High street woes still pull on the retailer as focus shifts to online.
Next shares fall as sales growth slows and high street continues to drag
- Next transition to becoming more of an online retailer but still suffers from the high street gloom
- However, the clothing company sticks to full-year guidance and expect full-year pre-tax profits of £727m
- We maintain a cautious stance on the retail sector and at best recommends the shares as a ‘hold’ for investors seeking a balanced return
The trading update provided by Next this morning was still highly reflective of conditions within the retail sector as sales in physical stores continued to head lower, but the pace of the slowdown quickened a little to -8% dragging the year to date figure to -6.3%.

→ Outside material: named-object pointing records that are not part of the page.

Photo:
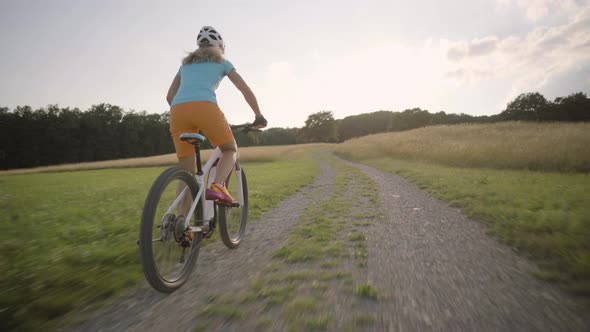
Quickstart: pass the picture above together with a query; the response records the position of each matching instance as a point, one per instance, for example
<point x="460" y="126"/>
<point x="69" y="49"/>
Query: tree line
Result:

Meanwhile online sales, for which Next has been a leader amongst traditional bricks and mortar retailers - which now generates more sales online than from the high street, saw online sales moderate slightly to +12.7% with year-to-date sales at 14.8%. With finance income also slowing down a little, total sales for the most recent period were higher by just 2%. On the face of it, Next’s figures look reasonably good compared to others on the high street, but it was nonetheless a little disappointing leaving the shares to fall by roughly 4% in early trading on a day when the rest of the market has seen strong gains.
Despite these disappointing figures, the management have kept their guidance for full-year pre-tax profits of £727m, up 0.1% on the prior year. In some ways management need to be congratulated for transitioning the group over the years to be more of an online retailer, but even the online sales this time around has been a little disappointing. Without much more from the management on what drove these numbers, we could put the blame of this on the uncertainty in the macro and geopolitical environment along with unusual weather patterns earlier in the year causing disruption to consumer’s shopping habits while online competition could be a factor too.
We have been very cautious on the retail sector for a number of years now and we don’t see that changing anytime soon. Next will continue to be a victim of lower footfall on the UK’s high streets, but while its online platform is doing well, there is intense competition coming from other online operators. We therefore still maintain our cautious stance on the shares as well and can at best recommend a ‘hold’ for investors seeking a balanced return and willing to accept a medium level of risk.